Einde van een tijdperk
NUTFA, toegewijd aan de ondersteuning, overleving en ontwikkeling van de kleinschalige vissersvloot in Engeland en Wales, gaat sluiten.
Jerry Percy, directeur van de New Under Ten Fishermen's Association [NUTFA] heeft aangekondigd dat de organisatie die de sector onder de tien jaar jarenlang heeft vertegenwoordigd, binnenkort wordt opgeheven.
Jerry zei: "Hoewel het altijd een moeilijke beslissing zou zijn om te sluiten, word ik er niet jonger op en om eerlijk te zijn weiger ik deel te nemen aan wat ik zie als de voortdurende vernietiging van de vloot onder de tien jaar.
Ik vind het een tragedie dat de 80% van de vloot die kleiner is dan tien meter door overheden decennialang zo onheus is behandeld, wat weer heeft geleid tot zo'n gebrek aan vis op de kustgronden, het bijna volledig ontbreken van effectief beheer, vooral in termen van inspanning, het oorverdovende geluid van blikken die over de weg worden geschopt wanneer precies de tegenovergestelde aanpak nodig is, [kijk naar de onaanvaardbare vertragingen bij het beheersen van de verwoestingen van de vliegzegenvloot in het Kanaal enz.
Wat ik nog steeds niet begrijp, is dat de opeenvolgende regeringen er niet in zijn geslaagd om de kleinschalige kustvloot te erkennen en te belonen en zo de duurzaamheid van hun aanwezigheid in kustgemeenschappen te garanderen. Het inherente gevaar van de huidige situatie is dat zij grotendeels de bewaarders zijn van kennis, vaardigheden, cultuur en erfgoed dat generaties teruggaat en dat, als het eenmaal verloren is gegaan, bijna onmogelijk terug te winnen is.
Als je dit vergelijkt met het toenemende gebruik van buitenlandse bemanningen en de consolidatie van quota - meer dan 50% van het Britse aandeel is in handen van buitenlandse belangen - dan komen de profetische woorden van een schipper onder de tien jaar in de film The Last Fishermen die we in 2012 hebben gemaakt, ons weer achtervolgen; "op een dag zal er hier een verdomd grote boot komen, met Tesco op zijn zijkant geschreven en die zal meer vangen in een dag dan wij in een jaar". Met uitzondering van de Tesco-slogan [en ze konden niet eens de moeite nemen om hun verse viskassa's draaiende te houden - alle beetjes helpen] is dat grotendeels waar we zijn.
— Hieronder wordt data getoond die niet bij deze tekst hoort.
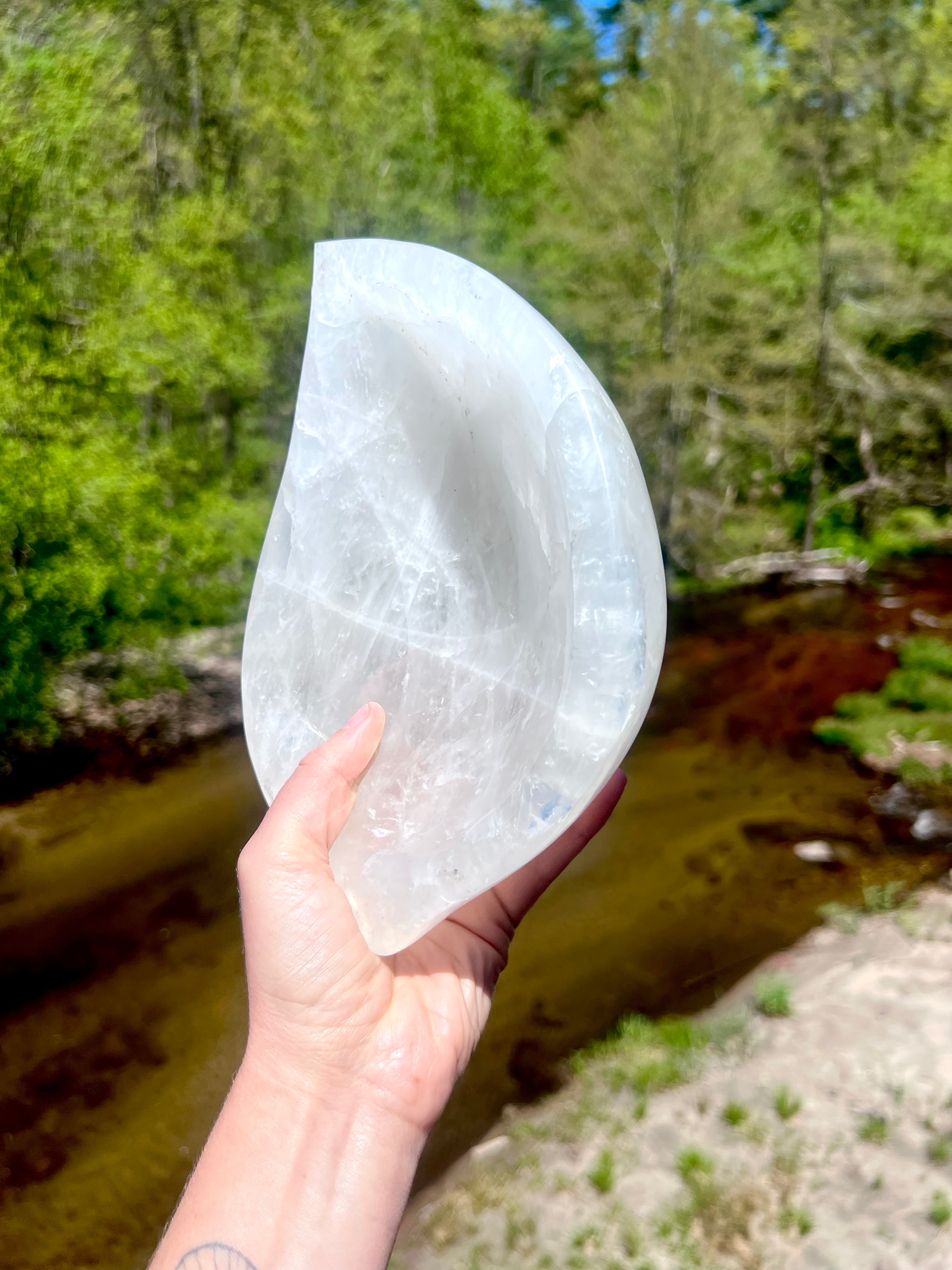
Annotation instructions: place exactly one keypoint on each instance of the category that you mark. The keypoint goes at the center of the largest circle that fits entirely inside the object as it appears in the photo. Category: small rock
(932, 825)
(490, 1147)
(818, 853)
(898, 801)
NUTFA is onlangs bekritiseerd vanwege een gebrek aan 'lidmaatschap', wat misschien goed uitkomt voor degenen die de organisatie willen ondermijnen, maar de beweringen houden geen stand als we een vrijwillige database hebben van meer dan 1000 vissers die duidelijk achter onze doelen en doelstellingen staan. We vragen geen lidmaatschapsgeld, niet alleen omdat we niet de administratieve capaciteit hebben om dat te doen, maar ook omdat zo velen in onze sector al op hun achterste benen staan en zowel Sarah Ready als ik tevreden waren om op vrijwillige basis te werken, hoewel Sarah's kant van het werk financiering vereiste voor reis- en gerechtelijke kosten die er niet kwam, vandaar haar recente pensionering.
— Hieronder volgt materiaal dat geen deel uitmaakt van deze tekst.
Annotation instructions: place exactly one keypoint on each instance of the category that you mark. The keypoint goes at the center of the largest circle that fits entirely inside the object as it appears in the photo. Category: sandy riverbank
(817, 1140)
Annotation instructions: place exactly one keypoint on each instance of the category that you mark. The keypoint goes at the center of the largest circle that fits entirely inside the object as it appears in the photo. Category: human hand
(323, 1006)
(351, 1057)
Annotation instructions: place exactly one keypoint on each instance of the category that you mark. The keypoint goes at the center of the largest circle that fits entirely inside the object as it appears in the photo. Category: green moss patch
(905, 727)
De overkoepelende tragedie met betrekking tot de huidige staat van de kustsector is voor mij dat de mannen en vrouwen die erbij betrokken zijn alles weerspiegelen wat Groot-Brittannië heeft gemaakt tot wat het ooit was. Veerkrachtig tegenover immense uitdagingen, moed om door te gaan onder omstandigheden waar anderen voor terugdeinzen, het vermogen om te gaan met alles wat het leven hen voor de voeten werpt [met de mogelijke uitzondering van de MCA en DEFRA] en tegelijkertijd positief te blijven tegenover soms verpletterende tegenslag.
Zoveel van de under tens en non sector hebben keer op keer gezegd dat NUTFA de enige toegewijde vertegenwoordigende instantie was die hun belangen behartigde en ik vind het jammer dat ze die service gaan verliezen. Ik kan alleen maar hopen dat anderen de mantel overnemen en erkennen dat deze jongens de ware ruggengraat vormen van de visserij-industrie in zoveel kustgemeenschappen rond onze kust en hun steentje bijdragen.
Als ik eerlijk ben, zal ik terugkijken op mijn tijd bij NUTFA en de andere organisaties waar ik bij betrokken ben geweest, met een mengeling van frustratie over het gebrek aan echte vertegenwoordiging en steun van andere instanties en het gebrek aan erkenning van hun waarde door regeringen, maar over het algemeen met een enorm gevoel van trots en eer dat ik heb gedaan wat ik kon om hen door moeilijke tijden te helpen".